I pull out a card for a divorce attorney and hand it to her, “Here ya go, Margot. She will take excellent care of you. I’m not in private practice these days, but I’ll certainly have you back on the show afterward.”
She waves me off, “No offense, but I don’t think I want any more of my life exploited for the public.”
I smile at her as I try and wipe the blood from my face, “None taken.”
“What the hell were you thinking Laurel? We could be sued for this…you could be charged with assault.”
“What was I supposed to do…just watch her be abused?”
“No, but you could have called for security.” Bob shakes his head, “Dammit Laurel. You could have been hurt again.”
“I’m fine.”
“Well, you won’t be when the producers are done. I’m pretty sure they don’t want a ‘Jerry Springer’ type show. This was supposed to be a…”
“I know what this was supposed to be Bob and I’m sorry.”
“Go home Laurel…go home and pray the show isn’t canceled.”
After the berating I received from my producer, I slink back to my dressing room and sit there feeling sorry for myself. I have an ice pack pressed up against my nose, one against my back and another wrapped around the knuckles of my right hand. I still can’t believe I got into a fist-fight with a girl who was at least six inches taller than me. She sure did pack a wallop. My face is throbbing, and all I want to do is sleep, to forget this day existed, even if just for a little while.

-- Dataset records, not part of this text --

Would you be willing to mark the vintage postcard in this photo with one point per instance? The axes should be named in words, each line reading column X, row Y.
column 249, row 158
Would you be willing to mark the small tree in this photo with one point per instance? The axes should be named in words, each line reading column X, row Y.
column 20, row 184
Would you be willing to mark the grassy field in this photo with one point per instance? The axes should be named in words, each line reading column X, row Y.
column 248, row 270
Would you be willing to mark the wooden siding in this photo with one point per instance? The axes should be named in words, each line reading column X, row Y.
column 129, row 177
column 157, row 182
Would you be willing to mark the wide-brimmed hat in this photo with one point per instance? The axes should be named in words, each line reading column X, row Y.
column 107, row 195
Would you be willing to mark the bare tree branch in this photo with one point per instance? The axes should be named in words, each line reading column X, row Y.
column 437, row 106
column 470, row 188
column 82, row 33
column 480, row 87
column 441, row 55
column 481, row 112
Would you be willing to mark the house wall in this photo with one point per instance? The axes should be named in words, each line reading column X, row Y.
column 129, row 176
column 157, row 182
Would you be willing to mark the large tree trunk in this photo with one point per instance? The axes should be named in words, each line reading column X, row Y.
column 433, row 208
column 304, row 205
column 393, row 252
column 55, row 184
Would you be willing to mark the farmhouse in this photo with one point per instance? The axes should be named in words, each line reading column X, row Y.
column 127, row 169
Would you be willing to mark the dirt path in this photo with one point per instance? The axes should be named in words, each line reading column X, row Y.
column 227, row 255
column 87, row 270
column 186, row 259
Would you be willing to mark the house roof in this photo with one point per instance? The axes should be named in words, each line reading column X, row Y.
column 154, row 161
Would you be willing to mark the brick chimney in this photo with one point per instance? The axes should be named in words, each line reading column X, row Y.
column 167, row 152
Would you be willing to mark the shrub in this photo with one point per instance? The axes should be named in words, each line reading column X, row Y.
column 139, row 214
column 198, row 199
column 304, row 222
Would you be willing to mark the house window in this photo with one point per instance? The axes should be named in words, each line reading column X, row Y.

But the person knocking on my door has other plans. I want to yell go away, but before I could speak a word, the door opens, and Sasha Newberry pokes her head in.
Oh shit.
“Hey there, Slugger. Saw the show. Looks like you could use a little pick me up.”
“I had one earlier and now I could just due with a drink and being alone,” I say. I really didn’t want company, especially Bob’s daughter.
She steps into the room despite my request to be alone and shuts the door behind her, “How about a few lines of this?”
I eye the bag of coke she has in her hand. I shake my head as I lift the ice bag from my face. “Um…I don’t think it would work out well since both my nostrils are swollen.”
“Leave that to me,” she says while dumping out the remnants of the white powder onto my makeup table.
Twenty minutes later my nasal passages are clear from the coke she literally blew up my nose. I’m beaming from the high and from her tongue dancing along my clit.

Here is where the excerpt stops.